第4章 夕暮れ時の生徒指導室

「……はぁ」


 放課後、俺は生徒指導室にいた。

 ついっさき生活指導の教師からこってり絞られたかと思えば、A4用紙二枚分の反省文を提出するよう言われたのだ。

 教師は「また様子を見に来る」と言って部屋を出たっきり。

 反省文は――白紙。

 シャーペンを持っては何も書けず、たたペン先をさまよわせるだけ。

 そう言えば、ここ一週間くらい、先輩と一緒に帰れてないんだよな。

 先輩は何か用事があるみたいで、生徒会の仕事を副会長に任せると早退することが多かったのだ。副会長によると家の用事、らしい。
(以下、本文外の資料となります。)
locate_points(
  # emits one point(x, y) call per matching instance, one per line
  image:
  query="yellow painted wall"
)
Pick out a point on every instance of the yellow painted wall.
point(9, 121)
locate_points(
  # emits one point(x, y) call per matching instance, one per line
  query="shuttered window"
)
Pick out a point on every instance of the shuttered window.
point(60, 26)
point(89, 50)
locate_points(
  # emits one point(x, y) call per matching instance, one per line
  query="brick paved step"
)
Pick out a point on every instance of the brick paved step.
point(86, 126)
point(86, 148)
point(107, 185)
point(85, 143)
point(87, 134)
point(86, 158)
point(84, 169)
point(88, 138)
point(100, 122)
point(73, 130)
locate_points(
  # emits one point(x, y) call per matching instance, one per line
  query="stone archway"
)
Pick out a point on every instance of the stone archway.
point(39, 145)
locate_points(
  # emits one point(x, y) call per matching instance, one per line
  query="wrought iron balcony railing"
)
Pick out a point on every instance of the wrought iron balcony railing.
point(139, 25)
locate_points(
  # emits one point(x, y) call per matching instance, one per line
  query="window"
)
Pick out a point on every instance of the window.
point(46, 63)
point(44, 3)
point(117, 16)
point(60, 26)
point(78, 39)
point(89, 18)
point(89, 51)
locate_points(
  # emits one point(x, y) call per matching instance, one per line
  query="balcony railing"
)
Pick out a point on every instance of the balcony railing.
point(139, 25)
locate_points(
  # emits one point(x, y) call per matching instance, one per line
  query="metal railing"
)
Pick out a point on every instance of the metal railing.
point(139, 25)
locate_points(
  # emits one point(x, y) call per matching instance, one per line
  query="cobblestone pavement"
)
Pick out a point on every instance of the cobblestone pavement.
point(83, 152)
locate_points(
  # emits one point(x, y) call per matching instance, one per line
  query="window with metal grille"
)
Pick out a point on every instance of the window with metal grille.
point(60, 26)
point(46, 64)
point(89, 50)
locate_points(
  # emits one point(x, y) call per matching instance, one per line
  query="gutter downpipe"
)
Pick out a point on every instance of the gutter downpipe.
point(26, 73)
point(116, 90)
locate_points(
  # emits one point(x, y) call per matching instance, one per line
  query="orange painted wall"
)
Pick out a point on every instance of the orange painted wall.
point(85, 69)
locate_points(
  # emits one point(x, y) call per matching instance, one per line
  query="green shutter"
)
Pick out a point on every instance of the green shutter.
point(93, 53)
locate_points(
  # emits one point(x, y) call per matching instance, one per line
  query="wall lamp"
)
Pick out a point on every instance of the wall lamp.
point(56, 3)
 先輩、大丈夫かな。俺に手伝えることがあれば――そう思いかけ、あるわけないだろと自分でツッコミを入れる。大体、家庭の事情に首を突っ込めるほど親しいわけでもない。

 そういうのは彼氏とかの領分だろう。彼氏……。先輩が付き合う人はどんな人なんだろう。やっぱ家柄も性格も最高なんだろうなぁ。

 その時、前の扉が開いた。


「先生、すいません。まだ書き終わっては……って、先輩、どうして……?」

「あなたがいつまで経っても生徒会室に来ないから探しに来たの。で、あなたのクラスの担任の先生に聞いたら、、あなたが喧嘩騒ぎを起こして生活指導室で反省中と聞いたから、様子を見に来たのよ」


 先輩が俺の顔を覗き込む。


「っ!」


 俺はドキッとして思わず、上半身を仰け反らせてしまう。


「動かないで」

「っ!!?」


  不意に会長の、すべやかな右手が俺の顔に触れ、またも心臓が跳ねた。

 マジで口から心臓が飛び出すようなギャグマンガを想像してしまいそうなほど、鼓動がヤバい。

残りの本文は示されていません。